IN WITNESS WHEREOF the undersigned Corporation has caused this Statement to be prepared, executed and verified by its duly authorized president and secretary.

Dated: December 21, 2009.

Bion Environmental Technologies, Inc.

By: /s/ Mark A. Smith
    President


By: /s/ Kathleen Paradise
    Assistant Secretary

6

Exhibit 31.1

SECTION 302 CERTIFICATION

I, Mark A. Smith, certify that:

1. I have reviewed this quarterly report on Form 10-Q of Bion Environmental Technologies, Inc.;

2. Based on my knowledge, this report does not contain any untrue statement of a material fact or omit to state a material fact necessary to make the statements made, in light of the circumstances under which such statements were made, not misleading with respect to the period covered by this report;

3. Based on my knowledge, the financial statements, and other financial information included in this quarterly report, fairly present in all material respects the financial condition, results of operations and cash flows of the of the registrant as of, and for, the periods presented in this report;

4. I am responsible for establishing and maintaining disclosure controls and procedures (as defined in Exchange Act Rules 13a-15(e) and 15d-15(e)) and internal control over financial reporting (as defined in the Exchange Act Rules 13a-15(f) and 15d-15(f) for the registrant and have:

(a) Designed such disclosure controls and procedures or caused such disclosure controls and procedures to be designed under my supervision, to ensure that material information relating to the registrant, including its consolidated subsidiaries, is made known to me by others within those entities, particularly during the period in which this report is being prepared;

(b) Designed such internal control over financial reporting, or caused such internal control over financial reporting to be designed under my supervision, to provide reasonable assurance regarding the reliability of financial reporting and the preparation of financial statements for external purposes in accordance with generally accepted accounting principles;

(c) Evaluated the effectiveness of the registrant's disclosure controls and procedures and presented in this report my conclusions about the effectiveness of the disclosure controls and procedures, as of the end of the period covered by this report based on such evaluation; and

(d) Disclosed in this report any change in the registrant's internal control over financial reporting that occurred during the registrant's most recent fiscal quarter (the registrant's fourth fiscal quarter in the case of an annual report) that has materially affected, or is reasonably likely to materially affect, the registrant's internal control over financial reporting; and

5. I have disclosed, based on my most recent evaluation of internal control over financial reporting, to the registrant's auditors and the audit committee of the registrant's board of directors (or persons performing the equivalent functions):

(a) All significant deficiencies and material weaknesses in the design or operation of internal control over financial reporting which are reasonably likely to adversely affect the registrant's ability to record, process, summarize and report financial information; and

(b) Any fraud, whether or not material, that involves management or other employees who have a significant role in the registrant's internal control over financial reporting.

Date: February 9, 2010


/s/ Mark A. Smith
Mark A. Smith
Chief Executive Officer and
Principal Financial Officer


Exhibit 32.1

CERTIFICATION OF CEO AND CFO PURSUANT TO

SECTION 906 OF THE SARBANES-OXLEY ACT OF 2002

In connection with the Form 10-Q of Bion Environmental Technologies, Inc., a company duly formed under the laws of Colorado (the "Company"), for the quarter ended December 31, 2009, as filed with the Securities and Exchange Commission on the date hereof (the "Report"), Mark A. Smith, President (Chief Executive Officer) and Interim Chief Financial Officer (Principal Accounting Officer) of the Company, hereby certifies, pursuant to Section 906 of the Sarbanes-Oxley Act of 2002, to the best of his knowledge, that:

(1) The Report fully complies with the requirements of Section 13(a) or 15(d) of the Securities Exchange Act of 1934; and

(2) The information contained in the Report fairly presents, in all material respects, the financial condition and results of operations of the Company.

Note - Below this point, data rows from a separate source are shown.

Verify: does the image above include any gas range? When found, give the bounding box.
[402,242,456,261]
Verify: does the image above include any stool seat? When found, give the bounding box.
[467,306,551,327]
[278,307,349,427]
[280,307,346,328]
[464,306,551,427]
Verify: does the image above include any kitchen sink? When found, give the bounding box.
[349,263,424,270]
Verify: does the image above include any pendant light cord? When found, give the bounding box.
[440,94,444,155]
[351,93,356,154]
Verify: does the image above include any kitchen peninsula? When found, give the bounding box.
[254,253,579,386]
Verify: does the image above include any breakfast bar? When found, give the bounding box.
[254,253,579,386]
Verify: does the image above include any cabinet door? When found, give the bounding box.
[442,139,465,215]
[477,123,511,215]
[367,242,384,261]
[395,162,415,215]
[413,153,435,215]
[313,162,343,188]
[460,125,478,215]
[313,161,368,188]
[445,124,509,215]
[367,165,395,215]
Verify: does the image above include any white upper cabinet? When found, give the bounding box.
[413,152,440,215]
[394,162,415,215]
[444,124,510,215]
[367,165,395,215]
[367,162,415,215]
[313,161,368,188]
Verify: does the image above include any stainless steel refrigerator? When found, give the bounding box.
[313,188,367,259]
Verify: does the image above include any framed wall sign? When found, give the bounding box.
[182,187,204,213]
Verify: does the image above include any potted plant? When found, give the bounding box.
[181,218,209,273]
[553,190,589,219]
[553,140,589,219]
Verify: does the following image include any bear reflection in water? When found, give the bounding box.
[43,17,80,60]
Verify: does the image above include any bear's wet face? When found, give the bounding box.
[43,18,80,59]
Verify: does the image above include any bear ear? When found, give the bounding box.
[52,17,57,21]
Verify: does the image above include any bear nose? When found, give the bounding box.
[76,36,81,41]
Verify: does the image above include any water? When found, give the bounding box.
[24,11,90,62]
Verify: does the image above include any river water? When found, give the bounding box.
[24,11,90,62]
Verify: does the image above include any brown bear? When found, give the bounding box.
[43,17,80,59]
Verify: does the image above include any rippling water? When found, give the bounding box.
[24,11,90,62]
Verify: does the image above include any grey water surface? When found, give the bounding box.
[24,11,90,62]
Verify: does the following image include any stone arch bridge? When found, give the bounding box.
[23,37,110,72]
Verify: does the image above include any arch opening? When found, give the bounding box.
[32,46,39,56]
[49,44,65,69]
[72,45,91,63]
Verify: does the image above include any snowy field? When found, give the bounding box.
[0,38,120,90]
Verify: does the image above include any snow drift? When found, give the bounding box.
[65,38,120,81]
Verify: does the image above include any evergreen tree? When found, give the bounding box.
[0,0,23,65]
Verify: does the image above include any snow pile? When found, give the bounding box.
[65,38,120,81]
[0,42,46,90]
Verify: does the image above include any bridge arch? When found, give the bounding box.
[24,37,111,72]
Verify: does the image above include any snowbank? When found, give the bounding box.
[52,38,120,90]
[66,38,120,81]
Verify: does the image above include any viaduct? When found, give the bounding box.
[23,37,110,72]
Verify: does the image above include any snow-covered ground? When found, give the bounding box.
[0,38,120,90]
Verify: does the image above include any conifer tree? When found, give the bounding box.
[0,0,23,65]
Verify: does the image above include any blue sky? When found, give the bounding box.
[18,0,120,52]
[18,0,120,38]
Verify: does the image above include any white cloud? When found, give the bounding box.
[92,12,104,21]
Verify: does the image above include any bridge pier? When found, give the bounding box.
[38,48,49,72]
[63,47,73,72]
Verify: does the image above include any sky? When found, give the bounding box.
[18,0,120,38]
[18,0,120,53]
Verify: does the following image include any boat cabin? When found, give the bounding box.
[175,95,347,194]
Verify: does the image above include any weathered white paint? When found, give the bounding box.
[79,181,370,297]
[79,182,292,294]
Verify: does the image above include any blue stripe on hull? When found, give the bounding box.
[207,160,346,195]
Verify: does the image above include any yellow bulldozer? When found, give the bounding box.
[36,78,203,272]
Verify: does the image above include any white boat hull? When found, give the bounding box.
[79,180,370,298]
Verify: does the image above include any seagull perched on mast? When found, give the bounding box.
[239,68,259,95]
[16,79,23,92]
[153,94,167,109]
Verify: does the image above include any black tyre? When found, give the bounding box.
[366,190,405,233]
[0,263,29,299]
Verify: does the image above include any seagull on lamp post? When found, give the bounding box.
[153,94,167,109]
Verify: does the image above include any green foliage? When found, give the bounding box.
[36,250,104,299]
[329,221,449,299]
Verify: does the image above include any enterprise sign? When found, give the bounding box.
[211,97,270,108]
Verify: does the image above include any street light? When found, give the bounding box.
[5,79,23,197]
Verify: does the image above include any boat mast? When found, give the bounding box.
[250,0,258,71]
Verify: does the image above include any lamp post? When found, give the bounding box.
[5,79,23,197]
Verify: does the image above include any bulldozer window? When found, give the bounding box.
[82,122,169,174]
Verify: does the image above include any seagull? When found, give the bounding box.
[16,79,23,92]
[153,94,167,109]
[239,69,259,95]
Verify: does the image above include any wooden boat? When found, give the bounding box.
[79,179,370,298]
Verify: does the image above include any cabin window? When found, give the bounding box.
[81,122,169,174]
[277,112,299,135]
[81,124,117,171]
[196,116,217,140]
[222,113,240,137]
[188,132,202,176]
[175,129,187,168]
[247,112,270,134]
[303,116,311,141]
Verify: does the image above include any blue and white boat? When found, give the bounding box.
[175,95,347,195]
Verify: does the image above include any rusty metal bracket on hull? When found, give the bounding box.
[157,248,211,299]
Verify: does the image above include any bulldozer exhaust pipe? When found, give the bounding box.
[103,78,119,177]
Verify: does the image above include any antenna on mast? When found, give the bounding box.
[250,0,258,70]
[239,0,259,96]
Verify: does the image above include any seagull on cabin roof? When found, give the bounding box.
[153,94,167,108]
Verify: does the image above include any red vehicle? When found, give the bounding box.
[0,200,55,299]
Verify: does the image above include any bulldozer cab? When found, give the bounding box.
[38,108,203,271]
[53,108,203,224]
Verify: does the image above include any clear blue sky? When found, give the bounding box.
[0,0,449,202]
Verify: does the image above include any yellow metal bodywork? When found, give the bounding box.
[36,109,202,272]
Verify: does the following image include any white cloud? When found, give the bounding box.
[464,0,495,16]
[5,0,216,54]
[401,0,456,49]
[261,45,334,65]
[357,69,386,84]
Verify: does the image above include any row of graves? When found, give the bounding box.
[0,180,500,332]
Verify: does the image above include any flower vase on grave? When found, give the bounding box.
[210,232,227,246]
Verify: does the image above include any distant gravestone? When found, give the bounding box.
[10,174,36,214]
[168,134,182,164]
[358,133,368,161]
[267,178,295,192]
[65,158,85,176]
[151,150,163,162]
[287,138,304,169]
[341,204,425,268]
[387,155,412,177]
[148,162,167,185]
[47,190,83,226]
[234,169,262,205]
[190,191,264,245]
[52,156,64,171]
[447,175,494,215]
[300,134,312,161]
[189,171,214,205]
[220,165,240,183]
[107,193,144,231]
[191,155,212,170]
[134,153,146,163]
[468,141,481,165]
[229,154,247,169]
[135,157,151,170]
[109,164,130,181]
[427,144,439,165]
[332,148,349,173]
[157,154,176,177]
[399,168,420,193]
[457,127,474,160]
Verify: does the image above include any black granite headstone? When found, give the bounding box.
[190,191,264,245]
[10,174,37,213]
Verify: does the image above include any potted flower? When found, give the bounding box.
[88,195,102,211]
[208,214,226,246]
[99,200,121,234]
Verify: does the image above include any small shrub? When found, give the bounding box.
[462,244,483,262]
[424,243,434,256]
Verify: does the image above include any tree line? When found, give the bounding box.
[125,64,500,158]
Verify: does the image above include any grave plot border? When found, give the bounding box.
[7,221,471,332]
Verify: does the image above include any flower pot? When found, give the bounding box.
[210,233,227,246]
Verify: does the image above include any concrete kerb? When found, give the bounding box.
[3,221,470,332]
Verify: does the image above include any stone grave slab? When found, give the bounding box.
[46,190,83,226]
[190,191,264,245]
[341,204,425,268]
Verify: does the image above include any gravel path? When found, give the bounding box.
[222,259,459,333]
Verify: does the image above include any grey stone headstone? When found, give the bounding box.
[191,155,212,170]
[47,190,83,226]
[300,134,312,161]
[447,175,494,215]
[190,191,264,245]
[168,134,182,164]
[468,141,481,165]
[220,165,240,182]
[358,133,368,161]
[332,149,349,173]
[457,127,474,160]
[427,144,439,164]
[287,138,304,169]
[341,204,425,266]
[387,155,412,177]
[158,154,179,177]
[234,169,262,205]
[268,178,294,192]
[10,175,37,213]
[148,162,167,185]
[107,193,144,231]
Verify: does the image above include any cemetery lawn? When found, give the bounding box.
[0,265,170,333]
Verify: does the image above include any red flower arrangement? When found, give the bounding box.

Date:  February 9, 2010                /s/ Mark A. Smith
                                       Mark A. Smith
                                       Chief Executive Officer and
                                       Principal Financial Officer

This certification accompanies this Report pursuant to Section 906 of the Sarbanes-Oxley Act of 2002 and shall not, except to the extent required by the Sarbanes-Oxley Act of 2002, be deemed filed by the Company for purposes of Section 18 of the Securities Exchange Act of 1934, as amended.

A signed original of this written statement required by Section 906 has been provided to Bion Environmental Technologies, Inc. and will be retained by Bion Environmental Technologies, Inc. and furnished to the Securities and Exchange Commission or its staff upon request.